Performance tuning

Performance tuning

When you start with EmailEngine and only have a handful of test accounts, a modest server with the default configuration is usually enough. As your usage grows, however, you’ll want to review both your hardware and your EmailEngine configuration.

Rule‑of‑thumb

  • Waiting mainly for webhooks? A smaller server is fine.
  • Issuing many API calls? Provision more CPU/RAM and tune the settings below.

This post walks through the main knobs that affect performance and how to pick sensible values.

IMAP

EmailEngine spawns a fixed pool of worker threads to keep IMAP sessions alive.

Setting Default What it does
EENGINE_WORKERS 4 Number of IMAP worker threads

If you have 100 accounts and EENGINE_WORKERS=4, each thread handles ~25 accounts. On a machine with many CPU cores (or on a VPS with several vCPUs), you can safely raise the value so that each core has fewer accounts to juggle.

Smoother start‑up

Opening a TCP connection and running the IMAP handshake is CPU‑intensive. Doing that for hundreds or thousands of accounts at once can spike the CPU and even trigger the host’s OOM‑killer.

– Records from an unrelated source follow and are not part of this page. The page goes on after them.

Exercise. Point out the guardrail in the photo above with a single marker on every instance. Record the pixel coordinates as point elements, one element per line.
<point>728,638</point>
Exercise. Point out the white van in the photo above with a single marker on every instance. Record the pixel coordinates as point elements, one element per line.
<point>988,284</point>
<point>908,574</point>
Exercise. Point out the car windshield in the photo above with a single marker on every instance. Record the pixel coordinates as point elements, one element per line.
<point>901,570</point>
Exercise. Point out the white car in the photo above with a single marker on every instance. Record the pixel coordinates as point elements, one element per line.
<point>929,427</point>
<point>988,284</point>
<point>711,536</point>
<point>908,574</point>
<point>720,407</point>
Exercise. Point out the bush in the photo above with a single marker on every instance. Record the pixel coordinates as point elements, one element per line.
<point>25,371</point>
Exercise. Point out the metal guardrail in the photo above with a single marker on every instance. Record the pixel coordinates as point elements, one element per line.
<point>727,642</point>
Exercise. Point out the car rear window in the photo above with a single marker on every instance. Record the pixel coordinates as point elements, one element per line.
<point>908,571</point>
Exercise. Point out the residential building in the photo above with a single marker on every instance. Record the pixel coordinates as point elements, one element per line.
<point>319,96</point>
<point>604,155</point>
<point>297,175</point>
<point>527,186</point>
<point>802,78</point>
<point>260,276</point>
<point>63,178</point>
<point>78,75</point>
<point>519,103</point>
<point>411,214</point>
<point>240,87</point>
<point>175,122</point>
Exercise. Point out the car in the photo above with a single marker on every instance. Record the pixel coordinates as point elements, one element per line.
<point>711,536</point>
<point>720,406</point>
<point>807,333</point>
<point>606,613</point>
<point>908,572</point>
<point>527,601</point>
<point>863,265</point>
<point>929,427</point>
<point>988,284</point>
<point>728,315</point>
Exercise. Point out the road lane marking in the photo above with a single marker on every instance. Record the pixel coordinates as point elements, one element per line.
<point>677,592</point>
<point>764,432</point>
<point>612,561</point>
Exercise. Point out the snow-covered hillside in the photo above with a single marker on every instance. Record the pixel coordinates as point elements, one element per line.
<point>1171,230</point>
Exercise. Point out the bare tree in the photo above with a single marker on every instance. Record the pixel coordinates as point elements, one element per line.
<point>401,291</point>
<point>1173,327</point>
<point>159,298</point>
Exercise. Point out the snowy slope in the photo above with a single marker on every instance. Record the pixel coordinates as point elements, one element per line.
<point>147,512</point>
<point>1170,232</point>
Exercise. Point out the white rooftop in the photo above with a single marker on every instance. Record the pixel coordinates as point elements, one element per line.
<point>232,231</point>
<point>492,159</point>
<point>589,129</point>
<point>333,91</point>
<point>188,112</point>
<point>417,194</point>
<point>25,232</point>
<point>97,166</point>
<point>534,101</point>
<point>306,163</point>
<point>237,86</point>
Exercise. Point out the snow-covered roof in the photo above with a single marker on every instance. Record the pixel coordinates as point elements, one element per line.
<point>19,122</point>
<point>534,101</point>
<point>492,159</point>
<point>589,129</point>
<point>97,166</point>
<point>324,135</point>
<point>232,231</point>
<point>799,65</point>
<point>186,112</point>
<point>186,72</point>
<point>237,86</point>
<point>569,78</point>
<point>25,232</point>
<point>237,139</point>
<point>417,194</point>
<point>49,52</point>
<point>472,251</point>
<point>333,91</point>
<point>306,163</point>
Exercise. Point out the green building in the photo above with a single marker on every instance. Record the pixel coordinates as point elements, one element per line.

Use an artificial delay so that EmailEngine brings the accounts online one‑by‑one:

EENGINE_CONNECTION_SETUP_DELAY=3s   # e.g. 3 seconds

With a 3 s delay and 1 000 accounts, the full warm‑up takes ~50 minutes. This is perfectly fine if you are only waiting for webhooks; API requests for an account will fail until that account is connected.

Faster notifications for selected folders

If you need near‑real‑time updates for a small set of folders (for example Inbox and Sent), enable sub‑connections when you add or update an account:

{
  "subconnections": ["\\Sent"]
}

EmailEngine then opens a second TCP connection dedicated to that folder. The main connection still polls the rest of the mailbox, but the sub‑connection can fire webhooks for the selected folder instantly—saving both CPU and network traffic.

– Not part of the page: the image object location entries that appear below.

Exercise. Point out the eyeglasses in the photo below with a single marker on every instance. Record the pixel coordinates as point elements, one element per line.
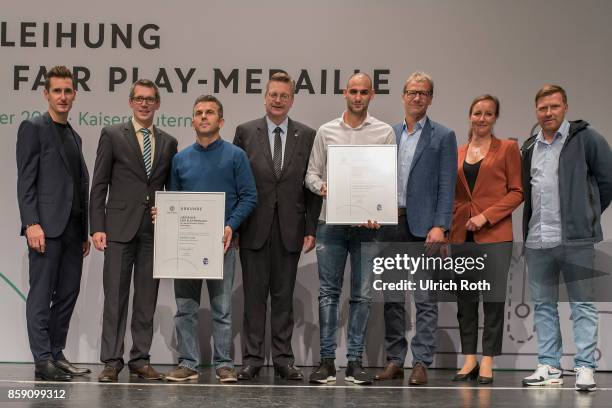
<point>149,100</point>
<point>413,94</point>
<point>283,97</point>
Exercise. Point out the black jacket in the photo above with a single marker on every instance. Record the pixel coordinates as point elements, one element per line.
<point>44,182</point>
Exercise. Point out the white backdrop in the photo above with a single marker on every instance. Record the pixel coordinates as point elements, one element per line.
<point>470,47</point>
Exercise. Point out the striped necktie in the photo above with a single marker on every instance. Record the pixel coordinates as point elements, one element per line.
<point>146,149</point>
<point>277,159</point>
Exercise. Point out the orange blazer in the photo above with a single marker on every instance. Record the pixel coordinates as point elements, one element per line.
<point>497,192</point>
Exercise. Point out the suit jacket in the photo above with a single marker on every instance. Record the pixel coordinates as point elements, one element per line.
<point>120,172</point>
<point>44,183</point>
<point>496,194</point>
<point>431,184</point>
<point>298,207</point>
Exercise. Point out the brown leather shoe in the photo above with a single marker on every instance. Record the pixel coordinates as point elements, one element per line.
<point>109,374</point>
<point>390,372</point>
<point>147,372</point>
<point>418,376</point>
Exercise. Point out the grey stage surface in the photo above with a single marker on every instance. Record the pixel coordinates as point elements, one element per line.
<point>267,391</point>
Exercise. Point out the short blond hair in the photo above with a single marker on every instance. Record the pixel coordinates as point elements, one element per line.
<point>420,76</point>
<point>550,89</point>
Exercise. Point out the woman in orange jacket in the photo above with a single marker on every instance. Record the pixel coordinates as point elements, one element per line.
<point>488,190</point>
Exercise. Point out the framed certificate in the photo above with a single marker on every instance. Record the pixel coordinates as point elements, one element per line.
<point>188,235</point>
<point>361,184</point>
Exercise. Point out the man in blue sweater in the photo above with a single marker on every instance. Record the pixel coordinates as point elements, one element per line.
<point>211,165</point>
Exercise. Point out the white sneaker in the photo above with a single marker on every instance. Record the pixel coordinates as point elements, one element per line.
<point>544,375</point>
<point>585,380</point>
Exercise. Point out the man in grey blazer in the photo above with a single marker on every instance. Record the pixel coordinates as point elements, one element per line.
<point>132,163</point>
<point>52,187</point>
<point>427,170</point>
<point>281,226</point>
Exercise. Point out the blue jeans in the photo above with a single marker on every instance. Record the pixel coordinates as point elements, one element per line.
<point>334,243</point>
<point>576,265</point>
<point>187,293</point>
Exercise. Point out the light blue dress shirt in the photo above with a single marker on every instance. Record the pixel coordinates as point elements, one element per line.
<point>545,222</point>
<point>405,154</point>
<point>271,127</point>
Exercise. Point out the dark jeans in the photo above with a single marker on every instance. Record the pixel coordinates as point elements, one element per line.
<point>497,262</point>
<point>334,244</point>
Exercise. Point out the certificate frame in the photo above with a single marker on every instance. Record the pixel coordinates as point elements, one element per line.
<point>188,235</point>
<point>361,184</point>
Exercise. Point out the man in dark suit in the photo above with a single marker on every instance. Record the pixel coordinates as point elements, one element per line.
<point>283,224</point>
<point>427,171</point>
<point>132,163</point>
<point>52,187</point>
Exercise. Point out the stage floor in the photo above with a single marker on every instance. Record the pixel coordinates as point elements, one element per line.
<point>267,391</point>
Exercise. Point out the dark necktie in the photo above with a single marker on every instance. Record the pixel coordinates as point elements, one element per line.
<point>146,149</point>
<point>277,158</point>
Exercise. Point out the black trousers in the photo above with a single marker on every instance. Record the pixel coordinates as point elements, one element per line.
<point>270,270</point>
<point>120,259</point>
<point>55,281</point>
<point>497,263</point>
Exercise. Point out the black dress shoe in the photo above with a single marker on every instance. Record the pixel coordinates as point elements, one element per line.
<point>68,368</point>
<point>109,374</point>
<point>248,372</point>
<point>485,380</point>
<point>288,372</point>
<point>45,370</point>
<point>472,375</point>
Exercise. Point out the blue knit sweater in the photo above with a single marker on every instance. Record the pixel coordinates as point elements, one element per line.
<point>220,167</point>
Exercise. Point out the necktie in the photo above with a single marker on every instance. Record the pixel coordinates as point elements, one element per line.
<point>277,158</point>
<point>146,149</point>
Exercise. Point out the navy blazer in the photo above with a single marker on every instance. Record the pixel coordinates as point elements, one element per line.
<point>44,183</point>
<point>431,184</point>
<point>298,207</point>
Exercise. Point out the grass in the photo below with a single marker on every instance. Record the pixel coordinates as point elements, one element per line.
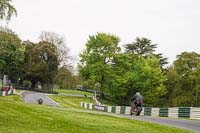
<point>19,117</point>
<point>74,92</point>
<point>69,101</point>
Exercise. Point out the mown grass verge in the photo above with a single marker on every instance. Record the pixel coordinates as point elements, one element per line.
<point>19,117</point>
<point>66,91</point>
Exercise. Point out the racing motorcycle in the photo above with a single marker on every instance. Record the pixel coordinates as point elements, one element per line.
<point>137,109</point>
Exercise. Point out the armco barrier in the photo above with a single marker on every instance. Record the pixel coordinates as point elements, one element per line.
<point>175,112</point>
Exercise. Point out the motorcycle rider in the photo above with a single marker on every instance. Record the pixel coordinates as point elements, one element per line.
<point>135,100</point>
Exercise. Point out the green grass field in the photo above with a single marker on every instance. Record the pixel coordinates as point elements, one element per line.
<point>74,92</point>
<point>19,117</point>
<point>70,102</point>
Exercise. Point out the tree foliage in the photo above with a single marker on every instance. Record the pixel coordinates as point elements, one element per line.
<point>7,10</point>
<point>145,48</point>
<point>119,75</point>
<point>183,80</point>
<point>11,53</point>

If you never care about the rest of the mailbox, limit indexing completely:

{
  "path": ["Inbox", "\\Sent"],
  "subconnections": ["\\Sent"]
}

With this configuration EmailEngine ignores every other folder.

Webhooks

EmailEngine enqueues every event, even if webhooks are disabled. By default the queue is processed serially by one worker.

Setting Default Meaning
EENGINE_WORKERS_WEBHOOKS 1 Number of webhook worker threads
EENGINE_NOTIFY_QC 1 Concurrency per worker

The maximum number of in‑flight webhooks is therefore:

ACTIVE_WH = EENGINE_WORKERS_WEBHOOKS × EENGINE_NOTIFY_QC

Make sure your webhook handler can cope with events arriving out‑of‑order if you raise either value.

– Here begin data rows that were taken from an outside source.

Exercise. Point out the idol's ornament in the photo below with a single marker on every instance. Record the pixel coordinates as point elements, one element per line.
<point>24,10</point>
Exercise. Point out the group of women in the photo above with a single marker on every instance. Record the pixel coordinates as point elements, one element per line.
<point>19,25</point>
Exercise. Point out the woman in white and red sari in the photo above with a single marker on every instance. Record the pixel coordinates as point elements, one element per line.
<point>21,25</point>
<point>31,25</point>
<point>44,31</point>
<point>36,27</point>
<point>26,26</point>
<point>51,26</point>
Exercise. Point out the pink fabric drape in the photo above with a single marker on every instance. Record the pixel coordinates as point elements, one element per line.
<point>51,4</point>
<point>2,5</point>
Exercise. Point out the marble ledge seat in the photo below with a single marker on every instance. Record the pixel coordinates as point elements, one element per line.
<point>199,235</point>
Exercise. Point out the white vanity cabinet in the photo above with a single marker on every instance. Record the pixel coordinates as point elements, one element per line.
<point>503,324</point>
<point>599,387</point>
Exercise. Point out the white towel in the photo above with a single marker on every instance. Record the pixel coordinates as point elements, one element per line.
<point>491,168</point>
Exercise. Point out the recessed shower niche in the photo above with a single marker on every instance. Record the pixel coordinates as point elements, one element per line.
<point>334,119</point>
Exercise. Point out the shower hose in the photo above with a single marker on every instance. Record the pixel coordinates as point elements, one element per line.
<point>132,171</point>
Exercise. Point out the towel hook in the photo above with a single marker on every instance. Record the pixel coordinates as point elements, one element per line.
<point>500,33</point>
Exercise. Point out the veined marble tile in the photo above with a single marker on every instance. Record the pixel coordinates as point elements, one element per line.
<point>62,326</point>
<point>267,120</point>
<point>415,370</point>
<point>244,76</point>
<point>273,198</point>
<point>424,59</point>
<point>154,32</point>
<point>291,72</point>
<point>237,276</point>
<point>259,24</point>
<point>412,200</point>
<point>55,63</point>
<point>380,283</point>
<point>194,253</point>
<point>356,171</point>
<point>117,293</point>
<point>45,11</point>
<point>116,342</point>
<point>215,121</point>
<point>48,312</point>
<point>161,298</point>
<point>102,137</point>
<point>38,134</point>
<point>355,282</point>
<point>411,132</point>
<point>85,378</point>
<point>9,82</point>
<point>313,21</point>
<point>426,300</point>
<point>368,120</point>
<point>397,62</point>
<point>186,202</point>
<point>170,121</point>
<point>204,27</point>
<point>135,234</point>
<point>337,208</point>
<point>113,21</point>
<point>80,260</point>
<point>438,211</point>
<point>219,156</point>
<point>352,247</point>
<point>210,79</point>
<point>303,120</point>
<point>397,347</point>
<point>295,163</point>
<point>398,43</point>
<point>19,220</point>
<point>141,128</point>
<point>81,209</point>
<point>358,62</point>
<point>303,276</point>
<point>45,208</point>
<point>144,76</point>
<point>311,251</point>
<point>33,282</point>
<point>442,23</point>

Tip: Keep the handler tiny. Ideally it writes the payload to an internal queue (Kafka, SQS, Postgres, …) in a few milliseconds and returns 2xx, leaving the heavy lifting to downstream workers. This keeps EmailEngine’s own Redis memory usage predictable.

Email sending

Queued messages live in Redis, so RAM usage scales with the size and number of messages. Like webhooks, email submissions are handled by a worker pool:

Setting Default Meaning
EENGINE_WORKERS_SUBMIT 1 Number of submission worker threads
EENGINE_SUBMIT_QC 1 Concurrency per worker

Be conservative when increasing EENGINE_SUBMIT_QC: each active submission loads the full RFC 822 message into the worker’s heap.

Redis

  1. Minimize latency – keep Redis and EmailEngine in the same AZ or at least the same LAN.
  2. Provision enough RAM – aim for < 80 % usage in normal operation and 2× head‑room for snapshots.
  3. Persistence – enable RDB snapshots. Turn on AOF only if you have very fast disks.
  4. Storage budget – plan for 1–2 MB per account (more for very large mailboxes).
  5. Eviction policy – set maxmemory-policy noeviction (or a volatile-* policy). Never use allkeys-*.

tcp-keepalive

Leave the default value (300). Setting it to 0 (disabling keep‑alive) may lead to half‑open TCP connections.

tcp-keepalive 300

Redis‑compatible servers

Provider / Project Works with EmailEngine Caveats
Upstash Redis 1 MB command size limit – large attachments cannot be queued. Locate EmailEngine in the same GCP/AWS region.
AWS ElastiCache ✅ (technically) Treats itself as a cache; data loss on restarts. Not recommended.
Memurai Tested only in staging.
Dragonfly Start with --default_lua_flags=allow-undeclared-keys.
KeyDB Tested only in staging.

Horizontal scaling

EmailEngine does not coordinate across nodes. If multiple instances connect to the same Redis, each one will attempt to sync every account on its own. For now the solution is manual sharding:

Divide your accounts across independent EmailEngine instances.
Example: accounts 0–999 → instance A, 1000–1999 → instance B, etc.